М а р и я. Пить хочется.
Б е р ч а н у. Прошу вас принять кружку свежей воды. (Дает ей.) Вас арестовали для острастки, чтобы другим неповадно было делать что не положено…
Бьет колокол.
Прошло пять месяцев…
М а р и я. Платье стало мне узко и сдавливает живот.
Б е р ч а н у. Я дам вам новое платье, лучше прежнего. (Приносит платье.) В цветочек… Не упрямьтесь. Вы знаете золотой закон Венесуэлы?
М а р и я. Нет.
Б е р ч а н у. Нет никакого золотого закона в Венесуэле. Думаю, что вообще никакой Венесуэлы не существует. Хотя пишут, что она должна где-то быть. Закона же никакого нет. Я его выдумал. По сути, это золотой закон жизни. Чтобы выкрутиться самому, надо другого…
М а р и я. Ты предлагаешь то, что мне уже предлагали, — предать…
Б е р ч а н у. Я предлагаю вам жить. Для своих вы все равно мертвы с того самого дня. Об этом и в газетах писали…
М а р и я. Нет…
Бьет колокол.
Б е р ч а н у. Вы обыкновенная девушка. Разве вы не понимаете, что вы не героиня? Существо заурядное. И даже если вас не казнят, в чем я лично сомневаюсь, через несколько лет освободят, все равно вы останетесь посредственностью. Ну предположим, ваши придут к власти — вещь, с моей точки зрения, абсолютно нереальная, но предположим на минутку…

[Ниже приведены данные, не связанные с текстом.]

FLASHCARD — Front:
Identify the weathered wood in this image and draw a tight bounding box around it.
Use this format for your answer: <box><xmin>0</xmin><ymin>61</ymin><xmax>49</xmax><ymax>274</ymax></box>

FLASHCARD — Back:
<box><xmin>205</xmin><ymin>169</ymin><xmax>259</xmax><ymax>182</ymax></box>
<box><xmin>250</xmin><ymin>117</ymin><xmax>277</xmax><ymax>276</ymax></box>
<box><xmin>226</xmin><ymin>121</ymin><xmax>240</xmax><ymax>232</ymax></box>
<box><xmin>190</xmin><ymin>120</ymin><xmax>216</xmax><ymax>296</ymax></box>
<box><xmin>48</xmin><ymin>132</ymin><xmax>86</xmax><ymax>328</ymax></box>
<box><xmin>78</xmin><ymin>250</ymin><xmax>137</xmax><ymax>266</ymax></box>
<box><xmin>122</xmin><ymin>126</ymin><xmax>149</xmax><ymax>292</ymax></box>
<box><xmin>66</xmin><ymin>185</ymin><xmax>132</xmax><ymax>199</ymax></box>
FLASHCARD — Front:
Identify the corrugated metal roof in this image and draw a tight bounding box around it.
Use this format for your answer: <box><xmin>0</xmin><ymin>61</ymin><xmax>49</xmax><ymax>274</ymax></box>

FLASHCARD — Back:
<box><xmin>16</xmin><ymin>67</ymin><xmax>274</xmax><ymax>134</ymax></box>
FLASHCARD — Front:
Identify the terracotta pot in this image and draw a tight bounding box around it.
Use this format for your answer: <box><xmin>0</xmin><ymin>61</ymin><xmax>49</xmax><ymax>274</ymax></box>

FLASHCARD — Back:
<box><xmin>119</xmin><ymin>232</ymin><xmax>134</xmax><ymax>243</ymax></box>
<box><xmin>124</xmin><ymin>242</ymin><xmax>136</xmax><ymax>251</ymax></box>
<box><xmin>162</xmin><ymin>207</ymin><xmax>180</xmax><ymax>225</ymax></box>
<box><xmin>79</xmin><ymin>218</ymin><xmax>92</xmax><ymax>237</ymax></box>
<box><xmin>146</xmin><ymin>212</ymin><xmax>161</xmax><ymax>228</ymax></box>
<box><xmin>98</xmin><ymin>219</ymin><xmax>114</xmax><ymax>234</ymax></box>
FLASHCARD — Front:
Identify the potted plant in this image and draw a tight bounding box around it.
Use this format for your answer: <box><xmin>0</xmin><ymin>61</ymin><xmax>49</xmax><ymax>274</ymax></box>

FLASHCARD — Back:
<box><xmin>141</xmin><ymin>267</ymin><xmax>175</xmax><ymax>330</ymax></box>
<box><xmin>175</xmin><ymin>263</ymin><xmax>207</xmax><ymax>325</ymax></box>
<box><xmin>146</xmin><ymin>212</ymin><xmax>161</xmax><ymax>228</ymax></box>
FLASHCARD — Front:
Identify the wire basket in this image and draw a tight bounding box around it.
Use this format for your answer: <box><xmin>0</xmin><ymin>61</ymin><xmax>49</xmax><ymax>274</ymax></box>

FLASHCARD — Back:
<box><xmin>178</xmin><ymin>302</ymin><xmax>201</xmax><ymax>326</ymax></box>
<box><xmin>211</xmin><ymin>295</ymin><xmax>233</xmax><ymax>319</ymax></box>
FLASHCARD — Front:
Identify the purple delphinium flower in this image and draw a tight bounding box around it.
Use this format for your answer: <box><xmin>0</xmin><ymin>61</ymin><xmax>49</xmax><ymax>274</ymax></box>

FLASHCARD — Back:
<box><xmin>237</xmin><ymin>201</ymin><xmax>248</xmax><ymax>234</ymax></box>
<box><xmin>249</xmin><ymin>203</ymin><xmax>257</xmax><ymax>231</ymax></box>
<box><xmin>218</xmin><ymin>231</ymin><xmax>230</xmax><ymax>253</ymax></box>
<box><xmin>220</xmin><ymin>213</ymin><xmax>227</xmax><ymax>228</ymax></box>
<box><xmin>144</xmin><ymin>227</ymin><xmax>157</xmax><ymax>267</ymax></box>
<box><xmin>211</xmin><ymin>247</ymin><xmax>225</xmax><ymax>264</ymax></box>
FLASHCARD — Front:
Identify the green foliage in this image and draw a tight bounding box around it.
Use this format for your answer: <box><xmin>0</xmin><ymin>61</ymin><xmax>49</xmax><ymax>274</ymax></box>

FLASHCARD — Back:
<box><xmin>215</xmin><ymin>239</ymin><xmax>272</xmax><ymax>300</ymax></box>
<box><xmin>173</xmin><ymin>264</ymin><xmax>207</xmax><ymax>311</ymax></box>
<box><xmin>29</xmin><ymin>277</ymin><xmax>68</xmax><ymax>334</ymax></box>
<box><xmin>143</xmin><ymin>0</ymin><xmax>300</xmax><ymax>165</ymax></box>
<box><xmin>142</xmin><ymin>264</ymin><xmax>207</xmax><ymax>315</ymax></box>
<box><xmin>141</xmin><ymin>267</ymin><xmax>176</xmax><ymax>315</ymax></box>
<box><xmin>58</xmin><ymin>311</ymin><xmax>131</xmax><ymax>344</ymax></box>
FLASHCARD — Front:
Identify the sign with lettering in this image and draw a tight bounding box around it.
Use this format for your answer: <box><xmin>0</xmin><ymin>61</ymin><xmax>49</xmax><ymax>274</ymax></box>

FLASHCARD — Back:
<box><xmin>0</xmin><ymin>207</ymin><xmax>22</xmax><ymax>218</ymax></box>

Мимо, подметая двор, проходит П т и ц а и тихо напевает.
Скажем, вы получите должность директора тюрьмы, как я… Образование у вас не бог весть какое. Потерянные годы не вернуть, и потрясение, которое вы пережили, — а это самое настоящее потрясение — не пройдет бесследно… Молодые станут вас презирать. Вот так. Я точно такой же — личность заурядная.

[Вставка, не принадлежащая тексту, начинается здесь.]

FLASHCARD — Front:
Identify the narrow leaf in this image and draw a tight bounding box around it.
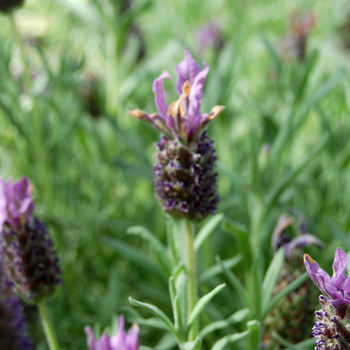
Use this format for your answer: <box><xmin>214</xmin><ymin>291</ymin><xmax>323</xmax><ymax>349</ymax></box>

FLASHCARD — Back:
<box><xmin>199</xmin><ymin>254</ymin><xmax>242</xmax><ymax>284</ymax></box>
<box><xmin>187</xmin><ymin>283</ymin><xmax>226</xmax><ymax>329</ymax></box>
<box><xmin>211</xmin><ymin>330</ymin><xmax>250</xmax><ymax>350</ymax></box>
<box><xmin>215</xmin><ymin>255</ymin><xmax>249</xmax><ymax>307</ymax></box>
<box><xmin>128</xmin><ymin>226</ymin><xmax>172</xmax><ymax>276</ymax></box>
<box><xmin>198</xmin><ymin>308</ymin><xmax>249</xmax><ymax>339</ymax></box>
<box><xmin>263</xmin><ymin>272</ymin><xmax>308</xmax><ymax>319</ymax></box>
<box><xmin>194</xmin><ymin>213</ymin><xmax>224</xmax><ymax>251</ymax></box>
<box><xmin>181</xmin><ymin>338</ymin><xmax>202</xmax><ymax>350</ymax></box>
<box><xmin>129</xmin><ymin>297</ymin><xmax>181</xmax><ymax>344</ymax></box>
<box><xmin>247</xmin><ymin>320</ymin><xmax>261</xmax><ymax>350</ymax></box>
<box><xmin>262</xmin><ymin>248</ymin><xmax>285</xmax><ymax>307</ymax></box>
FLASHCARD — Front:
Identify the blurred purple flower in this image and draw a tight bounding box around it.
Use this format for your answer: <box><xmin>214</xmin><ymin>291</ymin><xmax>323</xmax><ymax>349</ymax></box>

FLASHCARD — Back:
<box><xmin>279</xmin><ymin>12</ymin><xmax>315</xmax><ymax>62</ymax></box>
<box><xmin>85</xmin><ymin>315</ymin><xmax>139</xmax><ymax>350</ymax></box>
<box><xmin>0</xmin><ymin>177</ymin><xmax>61</xmax><ymax>302</ymax></box>
<box><xmin>0</xmin><ymin>177</ymin><xmax>35</xmax><ymax>232</ymax></box>
<box><xmin>271</xmin><ymin>213</ymin><xmax>323</xmax><ymax>260</ymax></box>
<box><xmin>128</xmin><ymin>49</ymin><xmax>224</xmax><ymax>145</ymax></box>
<box><xmin>195</xmin><ymin>21</ymin><xmax>223</xmax><ymax>52</ymax></box>
<box><xmin>304</xmin><ymin>248</ymin><xmax>350</xmax><ymax>309</ymax></box>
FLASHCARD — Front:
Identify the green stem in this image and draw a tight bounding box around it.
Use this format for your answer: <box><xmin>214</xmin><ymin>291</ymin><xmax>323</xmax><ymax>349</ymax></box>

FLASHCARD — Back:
<box><xmin>185</xmin><ymin>219</ymin><xmax>197</xmax><ymax>341</ymax></box>
<box><xmin>38</xmin><ymin>301</ymin><xmax>60</xmax><ymax>350</ymax></box>
<box><xmin>9</xmin><ymin>14</ymin><xmax>31</xmax><ymax>90</ymax></box>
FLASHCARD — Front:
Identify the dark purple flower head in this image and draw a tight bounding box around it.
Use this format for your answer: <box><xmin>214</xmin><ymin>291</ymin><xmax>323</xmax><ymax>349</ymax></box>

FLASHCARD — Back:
<box><xmin>0</xmin><ymin>263</ymin><xmax>33</xmax><ymax>350</ymax></box>
<box><xmin>128</xmin><ymin>49</ymin><xmax>224</xmax><ymax>145</ymax></box>
<box><xmin>0</xmin><ymin>177</ymin><xmax>35</xmax><ymax>233</ymax></box>
<box><xmin>0</xmin><ymin>177</ymin><xmax>61</xmax><ymax>302</ymax></box>
<box><xmin>304</xmin><ymin>248</ymin><xmax>350</xmax><ymax>309</ymax></box>
<box><xmin>85</xmin><ymin>315</ymin><xmax>139</xmax><ymax>350</ymax></box>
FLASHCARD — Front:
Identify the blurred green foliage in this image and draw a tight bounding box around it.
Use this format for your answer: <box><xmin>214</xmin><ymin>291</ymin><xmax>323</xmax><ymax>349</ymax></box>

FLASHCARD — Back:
<box><xmin>1</xmin><ymin>0</ymin><xmax>350</xmax><ymax>349</ymax></box>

П т и ц а выходит с ведром воды.
Когда-то и я был пострадавшим… Сейчас меня сделали начальником, будто героя какого. Но я-то знаю, что меня презирают, обзывают шутом гороховым, сивым мерином… Мерином потому, что я натерпелся в свое время от уголовников… Меня связали, я был тогда… Ну да это не имеет значения! И меня оскопили! Потом, правда, я был отомщен: сперва меня назначили начальником над воришками. А теперь над всеми: и уголовниками и политическими. Я не личность, я человек больной. Говорят, что я не мужчина… Даже свои надо мной смеются: у него нет того, что должно быть. Он — пустое место, говорят. И так оно и есть. И вы тоже. Это сейчас вы переживаете героический момент. Ваши называют это борьбой за справедливость. У вас — ребенок, будет — ребенок. Откажитесь от всего, чем вы жили, живите ради ребенка.
Появляется П т и ц а. Он подметает двор и тихо напевает.

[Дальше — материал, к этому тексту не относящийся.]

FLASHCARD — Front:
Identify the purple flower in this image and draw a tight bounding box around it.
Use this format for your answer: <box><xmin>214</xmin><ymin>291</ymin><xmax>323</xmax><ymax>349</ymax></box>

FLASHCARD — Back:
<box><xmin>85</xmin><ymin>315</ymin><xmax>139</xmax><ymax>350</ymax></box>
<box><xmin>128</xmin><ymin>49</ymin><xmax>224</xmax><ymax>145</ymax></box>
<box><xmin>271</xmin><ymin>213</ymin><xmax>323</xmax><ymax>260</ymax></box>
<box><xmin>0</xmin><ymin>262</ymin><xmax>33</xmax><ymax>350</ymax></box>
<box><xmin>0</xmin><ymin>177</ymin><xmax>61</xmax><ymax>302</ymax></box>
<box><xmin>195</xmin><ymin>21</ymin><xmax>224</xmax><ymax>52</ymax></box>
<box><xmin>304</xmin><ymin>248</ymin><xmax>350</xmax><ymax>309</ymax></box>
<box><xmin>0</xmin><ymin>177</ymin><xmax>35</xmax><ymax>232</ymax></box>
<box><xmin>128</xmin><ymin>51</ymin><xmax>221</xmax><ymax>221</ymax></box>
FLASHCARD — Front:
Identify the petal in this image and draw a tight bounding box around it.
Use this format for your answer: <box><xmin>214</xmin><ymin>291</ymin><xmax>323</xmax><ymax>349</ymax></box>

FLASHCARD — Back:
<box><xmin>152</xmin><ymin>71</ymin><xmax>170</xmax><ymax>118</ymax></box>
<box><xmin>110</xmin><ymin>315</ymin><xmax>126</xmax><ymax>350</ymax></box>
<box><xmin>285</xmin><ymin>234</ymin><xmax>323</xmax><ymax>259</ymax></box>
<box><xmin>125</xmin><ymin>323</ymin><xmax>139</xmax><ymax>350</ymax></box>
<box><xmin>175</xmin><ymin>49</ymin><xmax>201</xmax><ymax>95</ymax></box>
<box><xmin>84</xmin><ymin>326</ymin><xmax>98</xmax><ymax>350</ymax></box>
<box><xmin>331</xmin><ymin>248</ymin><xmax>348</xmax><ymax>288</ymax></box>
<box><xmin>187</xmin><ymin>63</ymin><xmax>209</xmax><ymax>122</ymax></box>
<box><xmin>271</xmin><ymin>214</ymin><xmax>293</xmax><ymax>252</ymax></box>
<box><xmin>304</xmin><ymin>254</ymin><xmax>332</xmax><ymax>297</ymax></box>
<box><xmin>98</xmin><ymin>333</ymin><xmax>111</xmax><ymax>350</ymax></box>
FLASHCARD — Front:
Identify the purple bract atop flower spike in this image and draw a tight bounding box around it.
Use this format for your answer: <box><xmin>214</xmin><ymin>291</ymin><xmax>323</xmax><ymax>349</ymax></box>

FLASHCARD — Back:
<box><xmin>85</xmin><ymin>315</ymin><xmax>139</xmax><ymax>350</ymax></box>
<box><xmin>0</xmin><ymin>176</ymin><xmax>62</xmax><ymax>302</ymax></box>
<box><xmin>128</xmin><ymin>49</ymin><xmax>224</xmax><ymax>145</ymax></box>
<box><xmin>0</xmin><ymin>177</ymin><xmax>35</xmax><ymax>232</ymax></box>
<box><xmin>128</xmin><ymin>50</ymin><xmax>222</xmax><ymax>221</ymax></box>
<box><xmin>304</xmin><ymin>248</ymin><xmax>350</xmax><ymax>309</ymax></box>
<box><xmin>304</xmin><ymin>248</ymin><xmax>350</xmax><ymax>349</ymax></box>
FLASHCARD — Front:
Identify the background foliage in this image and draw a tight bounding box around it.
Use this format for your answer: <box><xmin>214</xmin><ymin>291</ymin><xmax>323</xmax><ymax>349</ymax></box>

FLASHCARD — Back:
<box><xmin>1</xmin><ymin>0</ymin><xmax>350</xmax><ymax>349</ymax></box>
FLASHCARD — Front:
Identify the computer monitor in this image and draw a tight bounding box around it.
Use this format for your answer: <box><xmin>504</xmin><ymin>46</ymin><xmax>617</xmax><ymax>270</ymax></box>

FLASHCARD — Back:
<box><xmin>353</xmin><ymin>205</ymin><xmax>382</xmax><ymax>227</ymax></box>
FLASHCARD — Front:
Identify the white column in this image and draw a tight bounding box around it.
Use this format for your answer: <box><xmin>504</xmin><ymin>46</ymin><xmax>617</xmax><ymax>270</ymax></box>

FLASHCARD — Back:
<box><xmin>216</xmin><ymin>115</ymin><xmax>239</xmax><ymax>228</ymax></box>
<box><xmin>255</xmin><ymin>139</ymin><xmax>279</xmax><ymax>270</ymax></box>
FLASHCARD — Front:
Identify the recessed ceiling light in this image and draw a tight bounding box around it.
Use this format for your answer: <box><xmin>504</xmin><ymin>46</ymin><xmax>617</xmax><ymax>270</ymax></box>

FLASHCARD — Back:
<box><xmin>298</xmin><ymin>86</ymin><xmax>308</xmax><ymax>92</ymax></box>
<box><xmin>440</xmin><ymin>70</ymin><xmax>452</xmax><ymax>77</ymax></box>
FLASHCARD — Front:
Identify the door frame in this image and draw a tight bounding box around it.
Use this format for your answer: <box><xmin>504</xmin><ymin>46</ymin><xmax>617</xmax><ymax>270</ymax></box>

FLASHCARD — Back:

У вас есть для кого жить! Суд пересмотрит дело, я похлопочу.
М а р и я. Ты слишком добр.
Б е р ч а н у. Страна должна благополучно закончить эту войну, зализать раны, как подстреленная лиса, и жить дальше.
М а р и я. Страна не должна быть лисой — сегодня с одним, завтра с другим, сегодня — раненная, завтра — излеченная, страна должна принадлежать людям, не лисам.
Птица наполняет ведро водой.
Б е р ч а н у. Все это детский лепет… Кто отец ребенка?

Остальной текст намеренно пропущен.